The strange endurance of obsolescence

fencing epee, cord and gloveWhy do some things keep on being used when an up-to-date replacement is clearly much better?

On the bridge of each sizeable seagoing ship there is an installation called the Global Maritime Distress and Signaling System (GMDSS), essentially a computerized radio.  It’s required by international regulations (unless the ship has a full-time radio officer, but those are expensive and so very rare).  The operating system is DOS 2.0.  That’s something you might have to ask your grandfather about, or find in some well-stocked museum of technology.  It has been obsolete for decades.  But there it is, required by law.

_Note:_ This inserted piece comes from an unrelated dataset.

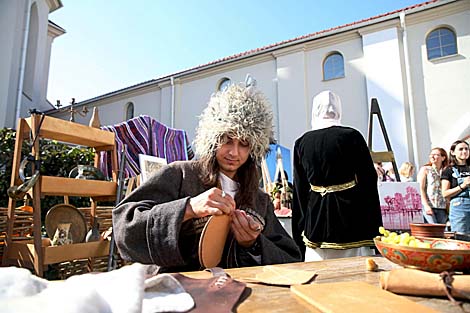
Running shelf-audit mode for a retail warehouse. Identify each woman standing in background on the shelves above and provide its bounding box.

Coming ashore, you might find your way to a fencing match.  Fencing is a sport, not a life-or-death contest, so the weapons are not sharp and winning is not determined by wounds inflicted.  A century ago, it was up to the referee to determine whether a touch was in fact scored; this led to a certain amount of theatrics.  Nowadays, there are spring-loaded electrical switches on the tips of the epees.  Wires lead from them down the blade, into a socket behind the hand-guard.  The fencer plugs a cord into the socket, a cord that leads inside the canvas jacket sleeve, behind the back and out; the other end of the cord plugs into another cord on a spring-loaded reel, leading eventually to the electronic scoring machine.

This is nineteenth-century technology.  The various mechanical springs and contacts are subject to breakage and mis-adjustment, since the need to make them small and light conflicts with the need to make them strong and robust, and the thin wires along the blade are also subject to damage.

It would not be hard at all to design a solid-state wireless tip, one that would transmit directly to the scoring machine.  That would do away with springs, tiny screws, wires that break and all the associated trouble.  As it would be easy to computerize a ship’s radio system with something like a smartphone app, which would be physically much smaller, consume negligible power and (perhaps most important) not require ships’ officers to be skilled in digital archaeology.  But neither of these has happened, nor is either in prospect.  Why?

Partly there is the enormous inertia of any international organization.  Apart from simple conservatism (which should not be discounted, either among mariners or fencers), it’s extremely difficult to get people from many nations and cultures to agree on anything, even if they all agree that an agreement is necessary.

But mostly there is the enormous inertia of a system in place.  To shift to a newer operating system for the ships’ radios would require replacing everything now installed and retraining every crew.  Though it could be phased-in over time, it’s still a vast expense, and one that the poorer countries might have trouble meeting.

At least radios controlled by a new app would be able to talk to radios controlled by DOS 2.0.  Replacing the current scoring equipment in fencing by a wireless system would require everyone to switch at once; or perhaps there would be a period of time in which fencers, tournaments and so forth would have to designate themselves “wired” or “wireless.”  Confusion would be inevitable, as indeed would be protests over the fairness of dual-track rankings and contests.  The greatest problem, though, would be the simple expense of everyone having to replace their equipment.  It would add to the cost of a sport that is already not cheap.

So we shall continue to use the technology of three or twelve decades ago, in spite of the fact that something clearly better is easily available.  A little difficulty or expense multiplied many times, becomes insurmountable.